Charles Quint renonçait à la Bourgogne et François Ier au
Milanais ; le roi de France épousait Eléonore, sœur de
Charles Quint – Claude de France, sa première épouse, étant
morte en 1524 ; il versait une rançon de deux millions
d’écus d’or pour les deux enfants royaux qui rentrèrent en
France en juillet 1530, en même temps qu’arrivait la nouvelle
épouse.
Ce vitrail a
été réalisé un an après. On peut y voir un clin d’œil
à cet épisode historique puisqu’il représente une délivrance :
celle de la fille de la Cananéenne (délivrée du démon) qui
fait écho à celle des fils de François Ier (délivrés de
l’Espagne). De plus, l’on doit la délivrance des deux
enfants à la négociation et au Traité élaboré par deux
femmes. Or, c’est aussi à la « négociation »

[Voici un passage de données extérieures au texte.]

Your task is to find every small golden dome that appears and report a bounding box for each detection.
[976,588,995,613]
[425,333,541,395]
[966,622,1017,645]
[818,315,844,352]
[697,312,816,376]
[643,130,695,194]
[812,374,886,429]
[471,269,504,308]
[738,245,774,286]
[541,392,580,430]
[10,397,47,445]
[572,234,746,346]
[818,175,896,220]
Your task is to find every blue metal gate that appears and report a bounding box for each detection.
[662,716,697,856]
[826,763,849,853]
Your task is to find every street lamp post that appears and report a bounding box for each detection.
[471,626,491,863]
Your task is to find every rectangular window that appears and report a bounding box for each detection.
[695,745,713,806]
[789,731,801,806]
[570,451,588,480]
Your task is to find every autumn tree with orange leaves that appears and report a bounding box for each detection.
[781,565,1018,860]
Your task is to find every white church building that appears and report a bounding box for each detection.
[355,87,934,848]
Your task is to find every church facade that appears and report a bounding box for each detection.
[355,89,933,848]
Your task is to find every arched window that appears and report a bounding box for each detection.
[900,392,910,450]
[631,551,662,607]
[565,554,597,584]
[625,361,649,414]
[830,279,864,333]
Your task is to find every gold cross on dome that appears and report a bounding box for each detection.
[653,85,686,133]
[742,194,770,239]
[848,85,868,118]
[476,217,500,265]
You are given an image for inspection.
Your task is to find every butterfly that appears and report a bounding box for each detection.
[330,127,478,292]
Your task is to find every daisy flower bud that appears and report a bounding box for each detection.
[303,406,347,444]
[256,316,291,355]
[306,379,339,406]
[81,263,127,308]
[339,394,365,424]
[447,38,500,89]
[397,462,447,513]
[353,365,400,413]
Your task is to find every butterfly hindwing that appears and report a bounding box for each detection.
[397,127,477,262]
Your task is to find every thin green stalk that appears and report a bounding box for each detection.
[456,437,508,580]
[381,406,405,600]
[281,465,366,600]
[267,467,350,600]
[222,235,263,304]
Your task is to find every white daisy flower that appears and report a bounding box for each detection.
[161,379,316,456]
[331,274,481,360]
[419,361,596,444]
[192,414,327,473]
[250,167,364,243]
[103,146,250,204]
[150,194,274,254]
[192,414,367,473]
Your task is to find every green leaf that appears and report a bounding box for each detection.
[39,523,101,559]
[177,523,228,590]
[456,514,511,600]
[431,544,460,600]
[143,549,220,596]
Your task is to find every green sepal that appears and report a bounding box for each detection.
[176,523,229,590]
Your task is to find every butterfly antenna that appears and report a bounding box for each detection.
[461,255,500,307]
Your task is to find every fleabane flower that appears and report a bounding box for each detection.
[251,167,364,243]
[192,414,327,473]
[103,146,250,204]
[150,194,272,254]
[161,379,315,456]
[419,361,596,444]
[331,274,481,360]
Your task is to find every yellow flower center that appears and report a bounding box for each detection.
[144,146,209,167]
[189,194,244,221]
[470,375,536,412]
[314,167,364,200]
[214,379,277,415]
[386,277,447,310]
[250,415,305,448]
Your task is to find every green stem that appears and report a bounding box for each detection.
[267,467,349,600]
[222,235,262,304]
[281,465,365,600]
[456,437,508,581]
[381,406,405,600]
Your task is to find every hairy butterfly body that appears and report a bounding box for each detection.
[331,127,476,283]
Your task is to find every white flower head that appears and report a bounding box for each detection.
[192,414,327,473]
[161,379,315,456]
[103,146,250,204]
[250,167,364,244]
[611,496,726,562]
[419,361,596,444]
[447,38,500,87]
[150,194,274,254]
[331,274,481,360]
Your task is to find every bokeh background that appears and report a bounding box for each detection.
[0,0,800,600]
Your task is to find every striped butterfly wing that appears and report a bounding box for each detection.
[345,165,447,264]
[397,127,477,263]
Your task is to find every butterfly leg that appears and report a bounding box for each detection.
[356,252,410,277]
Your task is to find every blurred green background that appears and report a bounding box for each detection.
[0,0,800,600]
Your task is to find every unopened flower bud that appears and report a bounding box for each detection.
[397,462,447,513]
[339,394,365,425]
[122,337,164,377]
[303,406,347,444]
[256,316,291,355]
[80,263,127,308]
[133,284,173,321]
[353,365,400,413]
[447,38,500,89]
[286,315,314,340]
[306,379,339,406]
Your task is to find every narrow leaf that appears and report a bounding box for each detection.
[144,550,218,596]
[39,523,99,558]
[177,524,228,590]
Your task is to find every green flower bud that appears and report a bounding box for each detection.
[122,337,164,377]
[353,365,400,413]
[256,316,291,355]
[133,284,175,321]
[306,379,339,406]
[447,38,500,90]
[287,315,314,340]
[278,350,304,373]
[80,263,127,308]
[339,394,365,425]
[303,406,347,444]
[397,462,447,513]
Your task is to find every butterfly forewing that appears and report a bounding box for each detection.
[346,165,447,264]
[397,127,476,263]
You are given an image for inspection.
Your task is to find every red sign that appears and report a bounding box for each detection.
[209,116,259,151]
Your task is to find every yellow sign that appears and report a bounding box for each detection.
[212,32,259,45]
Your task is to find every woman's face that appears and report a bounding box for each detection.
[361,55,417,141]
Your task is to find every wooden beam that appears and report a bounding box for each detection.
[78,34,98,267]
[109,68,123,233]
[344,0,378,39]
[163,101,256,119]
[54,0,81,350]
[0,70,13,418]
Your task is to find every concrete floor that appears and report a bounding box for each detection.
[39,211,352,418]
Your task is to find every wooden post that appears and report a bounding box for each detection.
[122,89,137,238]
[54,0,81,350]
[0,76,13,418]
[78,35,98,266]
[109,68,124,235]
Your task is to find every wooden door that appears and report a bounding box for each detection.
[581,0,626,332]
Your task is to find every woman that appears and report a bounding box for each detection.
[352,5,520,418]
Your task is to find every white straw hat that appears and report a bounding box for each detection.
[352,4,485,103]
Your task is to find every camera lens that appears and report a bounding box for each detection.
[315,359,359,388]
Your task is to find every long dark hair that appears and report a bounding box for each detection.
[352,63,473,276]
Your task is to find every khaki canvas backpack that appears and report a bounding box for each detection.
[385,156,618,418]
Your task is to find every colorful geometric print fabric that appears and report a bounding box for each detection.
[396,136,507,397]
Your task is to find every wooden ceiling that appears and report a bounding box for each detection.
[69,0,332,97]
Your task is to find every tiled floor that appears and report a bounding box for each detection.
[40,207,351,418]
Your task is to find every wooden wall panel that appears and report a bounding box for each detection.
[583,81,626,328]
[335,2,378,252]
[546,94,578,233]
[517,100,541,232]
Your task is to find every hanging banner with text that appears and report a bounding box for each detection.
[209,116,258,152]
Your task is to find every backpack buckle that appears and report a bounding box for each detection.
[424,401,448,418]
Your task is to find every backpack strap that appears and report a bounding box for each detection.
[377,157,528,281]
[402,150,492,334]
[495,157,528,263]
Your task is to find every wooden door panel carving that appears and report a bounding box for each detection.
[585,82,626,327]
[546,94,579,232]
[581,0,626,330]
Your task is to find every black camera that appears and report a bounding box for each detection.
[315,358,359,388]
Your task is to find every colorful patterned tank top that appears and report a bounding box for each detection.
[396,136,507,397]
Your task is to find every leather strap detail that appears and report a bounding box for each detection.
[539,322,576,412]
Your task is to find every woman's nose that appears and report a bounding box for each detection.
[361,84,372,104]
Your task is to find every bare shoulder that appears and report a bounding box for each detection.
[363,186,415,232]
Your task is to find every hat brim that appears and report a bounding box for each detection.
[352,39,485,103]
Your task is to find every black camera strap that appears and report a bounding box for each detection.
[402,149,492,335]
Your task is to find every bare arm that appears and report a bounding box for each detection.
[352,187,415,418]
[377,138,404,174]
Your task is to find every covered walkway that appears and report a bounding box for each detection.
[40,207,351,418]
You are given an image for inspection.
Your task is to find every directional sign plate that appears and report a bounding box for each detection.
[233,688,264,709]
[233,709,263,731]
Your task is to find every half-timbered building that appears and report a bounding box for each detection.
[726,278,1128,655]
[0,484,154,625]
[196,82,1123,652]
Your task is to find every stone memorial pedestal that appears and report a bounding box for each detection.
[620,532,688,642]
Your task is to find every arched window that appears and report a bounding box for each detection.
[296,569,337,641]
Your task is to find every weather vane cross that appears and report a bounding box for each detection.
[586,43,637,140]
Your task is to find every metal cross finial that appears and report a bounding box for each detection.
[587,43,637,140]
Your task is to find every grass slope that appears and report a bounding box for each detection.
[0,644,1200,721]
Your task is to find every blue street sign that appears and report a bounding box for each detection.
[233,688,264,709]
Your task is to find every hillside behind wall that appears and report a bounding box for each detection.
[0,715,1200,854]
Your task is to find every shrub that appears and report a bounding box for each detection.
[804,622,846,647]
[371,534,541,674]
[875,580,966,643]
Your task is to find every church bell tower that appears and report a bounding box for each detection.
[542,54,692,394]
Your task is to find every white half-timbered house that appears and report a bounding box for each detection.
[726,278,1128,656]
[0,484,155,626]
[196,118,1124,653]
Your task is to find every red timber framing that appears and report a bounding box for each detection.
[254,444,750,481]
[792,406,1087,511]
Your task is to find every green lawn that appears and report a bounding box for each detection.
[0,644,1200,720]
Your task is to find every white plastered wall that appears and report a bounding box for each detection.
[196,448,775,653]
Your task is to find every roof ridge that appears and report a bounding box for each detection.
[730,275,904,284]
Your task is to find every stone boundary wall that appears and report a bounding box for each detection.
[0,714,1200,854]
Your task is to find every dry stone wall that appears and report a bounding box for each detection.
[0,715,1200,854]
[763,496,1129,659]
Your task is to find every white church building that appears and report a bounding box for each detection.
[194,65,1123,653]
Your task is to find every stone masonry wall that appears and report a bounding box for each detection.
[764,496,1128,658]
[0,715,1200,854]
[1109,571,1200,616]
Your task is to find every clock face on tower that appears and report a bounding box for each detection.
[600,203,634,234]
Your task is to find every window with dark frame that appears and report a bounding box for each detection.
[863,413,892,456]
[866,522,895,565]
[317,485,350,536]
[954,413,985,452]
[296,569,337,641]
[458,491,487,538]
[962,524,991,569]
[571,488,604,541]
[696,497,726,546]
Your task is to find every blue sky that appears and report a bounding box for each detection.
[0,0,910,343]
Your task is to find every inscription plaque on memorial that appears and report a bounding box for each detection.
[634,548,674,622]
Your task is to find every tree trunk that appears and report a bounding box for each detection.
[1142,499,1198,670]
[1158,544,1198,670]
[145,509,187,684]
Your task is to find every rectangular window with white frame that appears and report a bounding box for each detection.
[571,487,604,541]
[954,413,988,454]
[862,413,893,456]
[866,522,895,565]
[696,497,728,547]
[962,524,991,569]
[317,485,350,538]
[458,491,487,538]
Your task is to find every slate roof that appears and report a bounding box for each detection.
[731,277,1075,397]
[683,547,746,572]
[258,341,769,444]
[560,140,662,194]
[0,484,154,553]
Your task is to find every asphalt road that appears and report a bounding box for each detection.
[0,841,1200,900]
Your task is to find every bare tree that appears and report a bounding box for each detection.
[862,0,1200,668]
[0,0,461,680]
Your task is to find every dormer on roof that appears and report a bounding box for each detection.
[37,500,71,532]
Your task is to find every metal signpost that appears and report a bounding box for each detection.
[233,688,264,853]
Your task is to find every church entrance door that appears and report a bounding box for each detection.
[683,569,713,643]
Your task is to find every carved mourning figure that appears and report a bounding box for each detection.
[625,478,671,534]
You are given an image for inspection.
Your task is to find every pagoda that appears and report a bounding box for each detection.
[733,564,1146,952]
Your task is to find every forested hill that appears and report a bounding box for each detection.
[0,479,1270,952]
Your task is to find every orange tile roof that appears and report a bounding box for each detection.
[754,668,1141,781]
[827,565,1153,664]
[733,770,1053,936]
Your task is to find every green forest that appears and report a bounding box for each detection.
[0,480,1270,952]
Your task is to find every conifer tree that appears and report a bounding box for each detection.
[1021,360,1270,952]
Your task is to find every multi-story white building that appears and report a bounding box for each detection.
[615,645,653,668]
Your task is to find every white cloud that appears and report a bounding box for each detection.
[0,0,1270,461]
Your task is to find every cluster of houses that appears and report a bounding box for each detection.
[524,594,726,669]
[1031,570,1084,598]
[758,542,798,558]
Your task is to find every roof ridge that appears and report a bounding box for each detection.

et à la demande d’intercession d’une femme (la Cananéenne)
que l’on doit celle de sa fille.
Il
semblerait donc que ce soit pour ces raisons que l’on
retrouve dans ce vitrail l’emblème de François Ier –la
Salamandre- ainsi que ses armes. Autour du Blason de l'ordre
de Saint Michel, un collier avec la Toison d’Or (dont il a
été fait Chevalier en 1518 par Charles Quint à Barcelone).
De même, les deux couronnes, disposées chacune dans un médaillon
du vitrail, représenteraient
alors celles des deux fils de François Ier.
C’est
l’un des premiers vitraux en France qui utilise la technique
du paysage en perspective, comme on peut le remarquer
notamment au centre avec les deux arbres (l’un grand,
l’autre beaucoup plus petit) situés presque côte à côte
et offrant de cette manière une impression de profondeur.
Ce
vitrail est caractéristique de l’art de la Renaissance :
on y trouve, d’une part, des colonnes formant des arcs à la
florentine, des statues gréco-romaines entourées de « putti ».
La date est indiquée quatre fois : 1531. D’autre part,
au premier plan, en bas, à gauche, sont représentés les donateurs
- les époux Ducasse - en train de prier à genoux,
habillés comme on le faisait à la Renaissance.